Somboun noted her experience as an Asian-American woman, alluding to the spike in hate crimes against Asian New Yorkers this year. “I understand that the Jewish Community, the Black community, and the Asian community also want safety,” she said. “We got to talk to the people who are actually living it, rather than implementing it without community feedback.”

Gates took a somewhat different approach. “I don’t necessarily believe in defunding the police, I believe in refunding communities,” she said. “We need a system of enforcement in this city.” She called for the police to develop more neighborhood ties and community policing practices, and for more thorough mental health screening and resources for officers.

“I have been stopped by the police,” said Gates, who is a Black woman. She called for the police to “demilitarize,” saying, “It makes absolutely no sense that we have some of the equipment we have in this city.” (The department recently got rid of a newly-acquired armed robotic dog.)

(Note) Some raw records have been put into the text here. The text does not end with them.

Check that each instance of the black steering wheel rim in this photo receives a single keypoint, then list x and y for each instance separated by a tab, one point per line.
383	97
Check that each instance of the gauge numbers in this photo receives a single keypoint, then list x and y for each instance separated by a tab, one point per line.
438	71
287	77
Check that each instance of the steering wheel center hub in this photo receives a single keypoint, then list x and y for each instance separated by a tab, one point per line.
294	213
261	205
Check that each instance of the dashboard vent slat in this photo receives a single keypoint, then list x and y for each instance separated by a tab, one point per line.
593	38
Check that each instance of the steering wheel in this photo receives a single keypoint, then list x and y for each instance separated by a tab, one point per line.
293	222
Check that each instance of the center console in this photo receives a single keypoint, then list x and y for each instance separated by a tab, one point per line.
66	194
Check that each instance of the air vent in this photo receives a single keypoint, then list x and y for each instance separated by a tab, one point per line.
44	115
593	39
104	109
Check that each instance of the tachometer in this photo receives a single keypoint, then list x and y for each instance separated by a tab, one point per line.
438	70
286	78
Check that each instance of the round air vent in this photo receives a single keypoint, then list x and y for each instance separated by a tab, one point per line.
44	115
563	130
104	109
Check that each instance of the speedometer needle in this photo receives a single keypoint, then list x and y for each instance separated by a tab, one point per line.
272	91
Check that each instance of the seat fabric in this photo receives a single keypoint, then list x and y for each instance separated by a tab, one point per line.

Instead of reducing police funds, Potosky promised to replace top police officials, increase legal accountability for officers, and bolster training. 

“I am genuinely concerned that social media starts becoming policy,” he said of the movement to defund policing. “Every day, we see more violence against people in the street, people in the subway, so we have to find where that balance is.”

Fixing the BQE
Candidates have also offered diverging visions for the Brooklyn-Queens Expressway, the section of Robert Moses’ I-278 that has run through Northern Brooklyn and Queens since the 1960s. The part of the BQE stretching between Atlantic Avenue and Sands Street has been deteriorating, to the point at which it may soon need emergency repairs. To address engineering concerns, the city has suggested replacing the Brooklyn Heights Promenade — located above the BQE’s triple cantilever section — with a temporary road as the highway is fixed. As a more time- and resource-consuming alternative, the city has suggested repairing the highway lane by lane.

The city’s proposals have angered environmentalists and park enthusiasts who want continuous access to the promenade; public health advocates concerned about pollution elevated near people’s homes; and preservationists who seek to keep the waterfront park intact. Activists and planning companies have put forward an array of counter-proposals, including turning the middle level of the Cantilever into a High Line-esque park; diverting traffic to an expanded Furman Street while turning the entire expressway into green space; and creating a tunnel alternative to the highway.

The 33rd district’s City Council candidates have supported plans that leave the promenade intact, and that generally add park space to the area.

Adams, for instance, told the North Brooklyn Open Space Coalition that she would “explore options for the BQE that redirect some of its freight traffic to our waterways, and that covers the BQE with green space where possible.” 

Somboun has suggested incorporating a “greenway belt” from Sunset Park to Williamsburg into plans for the BQE.

Gates said she supports plans to extend the promenade over the highway, connecting it to Brooklyn Bridge Park. Echoing this vision, Potosky specifically named the Bjarke Ingels Group’s “Tri-Line Plan,” which would enclose the highway in a three-level greenspace connected to Brooklyn Bridge Park. Both Gates and Potosky promised to continue dialogue with Furman Street residents, whose street would be incorporated into the proposed park.

Sherman, meanwhile, expressed support for a “covered highway” or tunnel alternative to the BQE, an approach he admitted might be limited by funding.

Both Adams and Somboun have expressed support for BQGreen’s proposal, which calls for a platform-park to be built over the part of the BQE that runs below street level in Williamsburg.

Restler has shared general support for renovations that would add more greenery and reduce traffic. Meanwhile, Solotaire and Cambranes came out staunchly against the city’s plan to replace the promenade, but said they would seek to listen further to neighborhood voices before supporting a particular plan.

The words “strong community input” recurred in every candidate’s response.